- Directed by: Peter Askin
- Written by: Christopher Trumbo
- Produced by: Will Battersby; Alan Klingenstein; Tory Tunnell; David Viola;
- Starring: Dalton Trumbo
- Cinematography: Jonathan Furmanski; Fred Murphy; Chris Norr; Frank Prinzi;
- Edited by: Kurt Engfehr
- Music by: Robert Miller
- Production companies: Red Envelope Entertainment; Filbert Steps Productions; Safehouse Pictures; Reno Productions;
- Distributed by: Magnolia Pictures; Samuel Goldwyn Films;
- Release dates: September 10, 2007 (Toronto International Film Festival); June 27, 2008 (US);
- Running time: 96 minutes
- Country: United States
- Language: English

= Trumbo (2007 film) =

Trumbo is a 2007 American documentary film directed by Peter Askin, produced by Will Battersby, Tory Tunnell, Alan Klingenstein, and David Viola, executive produced by Jim Kohlberg, and written by Christopher Trumbo. It is based on the letters of Christopher Trumbo's father, Dalton Trumbo, an Oscar-winning screenwriter who was imprisoned and blacklisted as a member of the Hollywood Ten, ten screenwriters, directors and producers who refused to testify before the House Un-American Activities Committee (HUAC) in 1947 during the committee's investigation of Communist influences in the Hollywood film industry.
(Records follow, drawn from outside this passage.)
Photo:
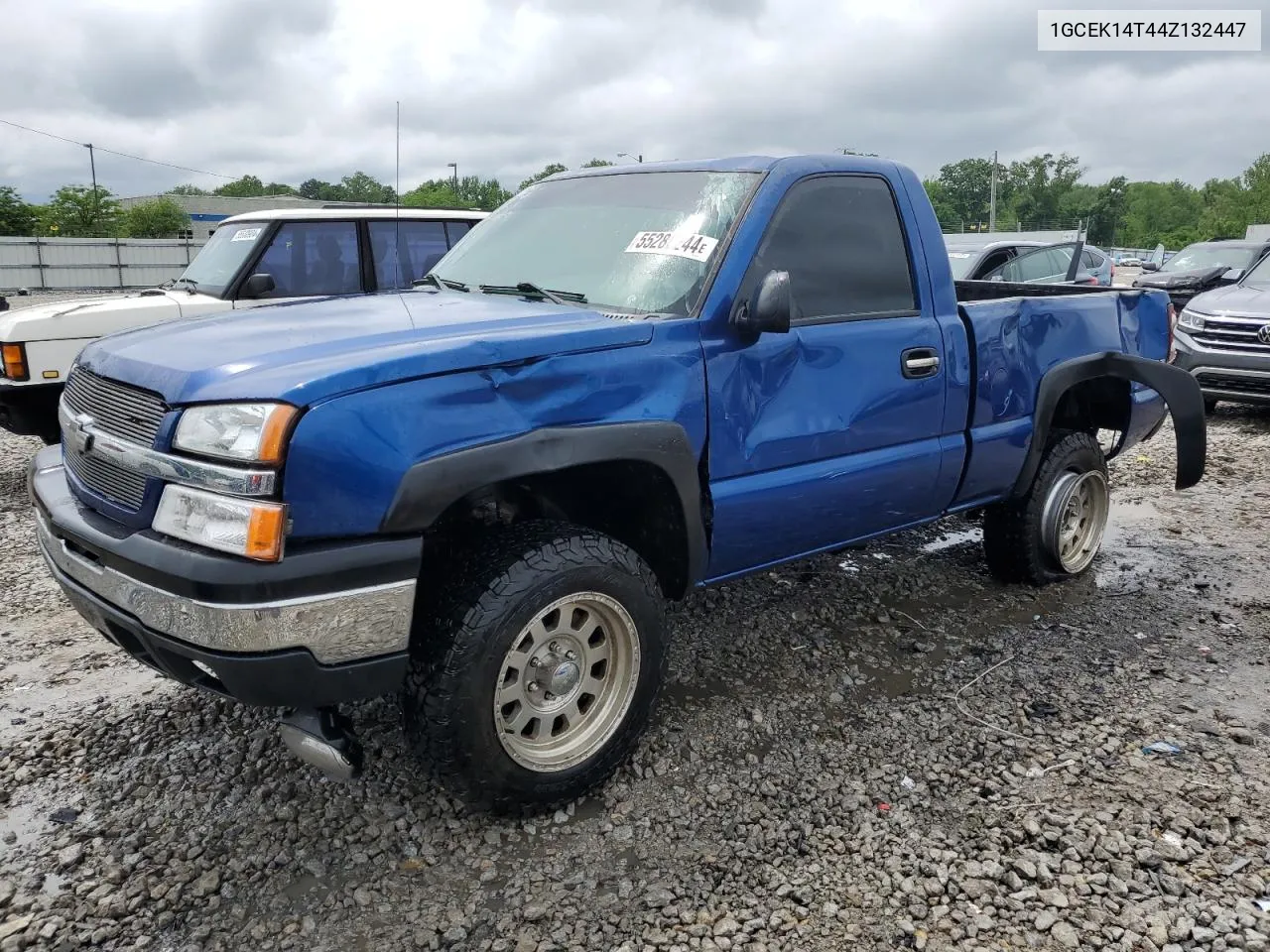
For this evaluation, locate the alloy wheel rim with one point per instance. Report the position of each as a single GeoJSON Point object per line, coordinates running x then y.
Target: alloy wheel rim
{"type": "Point", "coordinates": [567, 682]}
{"type": "Point", "coordinates": [1075, 518]}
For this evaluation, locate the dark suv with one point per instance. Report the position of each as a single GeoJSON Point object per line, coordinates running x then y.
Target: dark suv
{"type": "Point", "coordinates": [1202, 267]}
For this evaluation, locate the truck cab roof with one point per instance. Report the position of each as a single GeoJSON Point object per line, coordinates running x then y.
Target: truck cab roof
{"type": "Point", "coordinates": [357, 212]}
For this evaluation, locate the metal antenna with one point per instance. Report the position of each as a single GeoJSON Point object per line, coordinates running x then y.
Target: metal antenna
{"type": "Point", "coordinates": [397, 246]}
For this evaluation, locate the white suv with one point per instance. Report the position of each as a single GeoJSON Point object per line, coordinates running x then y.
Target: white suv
{"type": "Point", "coordinates": [258, 258]}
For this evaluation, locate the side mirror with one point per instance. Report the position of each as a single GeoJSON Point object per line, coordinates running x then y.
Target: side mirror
{"type": "Point", "coordinates": [770, 308]}
{"type": "Point", "coordinates": [258, 285]}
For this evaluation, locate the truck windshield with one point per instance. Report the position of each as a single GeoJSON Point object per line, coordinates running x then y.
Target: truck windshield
{"type": "Point", "coordinates": [1198, 257]}
{"type": "Point", "coordinates": [638, 243]}
{"type": "Point", "coordinates": [220, 259]}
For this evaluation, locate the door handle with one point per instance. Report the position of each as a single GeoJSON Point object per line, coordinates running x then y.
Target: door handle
{"type": "Point", "coordinates": [920, 362]}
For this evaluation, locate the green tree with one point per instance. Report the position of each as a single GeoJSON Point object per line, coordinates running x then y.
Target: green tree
{"type": "Point", "coordinates": [1225, 208]}
{"type": "Point", "coordinates": [1038, 186]}
{"type": "Point", "coordinates": [434, 193]}
{"type": "Point", "coordinates": [158, 218]}
{"type": "Point", "coordinates": [474, 191]}
{"type": "Point", "coordinates": [317, 190]}
{"type": "Point", "coordinates": [246, 186]}
{"type": "Point", "coordinates": [545, 175]}
{"type": "Point", "coordinates": [17, 217]}
{"type": "Point", "coordinates": [1256, 180]}
{"type": "Point", "coordinates": [965, 190]}
{"type": "Point", "coordinates": [480, 193]}
{"type": "Point", "coordinates": [361, 186]}
{"type": "Point", "coordinates": [76, 211]}
{"type": "Point", "coordinates": [1161, 211]}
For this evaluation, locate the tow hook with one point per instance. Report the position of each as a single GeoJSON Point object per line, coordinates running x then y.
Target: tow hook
{"type": "Point", "coordinates": [325, 739]}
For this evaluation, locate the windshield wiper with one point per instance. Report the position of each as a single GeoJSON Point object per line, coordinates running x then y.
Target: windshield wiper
{"type": "Point", "coordinates": [439, 282]}
{"type": "Point", "coordinates": [557, 298]}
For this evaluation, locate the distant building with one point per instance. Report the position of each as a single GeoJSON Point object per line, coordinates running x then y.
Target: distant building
{"type": "Point", "coordinates": [206, 211]}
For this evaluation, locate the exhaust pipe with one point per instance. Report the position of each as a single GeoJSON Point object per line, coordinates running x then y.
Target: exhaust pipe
{"type": "Point", "coordinates": [324, 738]}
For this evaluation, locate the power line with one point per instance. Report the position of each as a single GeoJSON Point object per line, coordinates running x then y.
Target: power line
{"type": "Point", "coordinates": [122, 155]}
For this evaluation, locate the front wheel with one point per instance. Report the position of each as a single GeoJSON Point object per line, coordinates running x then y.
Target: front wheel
{"type": "Point", "coordinates": [536, 666]}
{"type": "Point", "coordinates": [1056, 530]}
The film debuted at the Toronto International Film Festival and includes film clips and interviews, readings from Trumbo's letters by performers such as Michael Douglas, Joan Allen, Donald Sutherland, Liam Neeson, and Paul Giamatti, and a reenactment by David Strathairn of a speech given by Dalton Trumbo in 1970. The readings include parts of what the New York Times calls "Dalton Trumbo's remarkably stage-ready personal letters" that cover the period from the late 1940s to the early 1960s. Interspersed with these are archival clips from the HUAC hearings, footage from home movies, and "exceptionally well-selected interview clips with Trumbo".

==Reception==
Rotten Tomatoes, a review aggregator, reports that 82% of 55 surveyed critics gave the film a positive review; the average rating was 6.8/10. The site's consensus reads: "Trumbo celebrates the life and work of blacklisted screenwriter Dalton Trumbo with measures of humor and sadness." Metacritic rated the film 71/100 based on 18 reviews.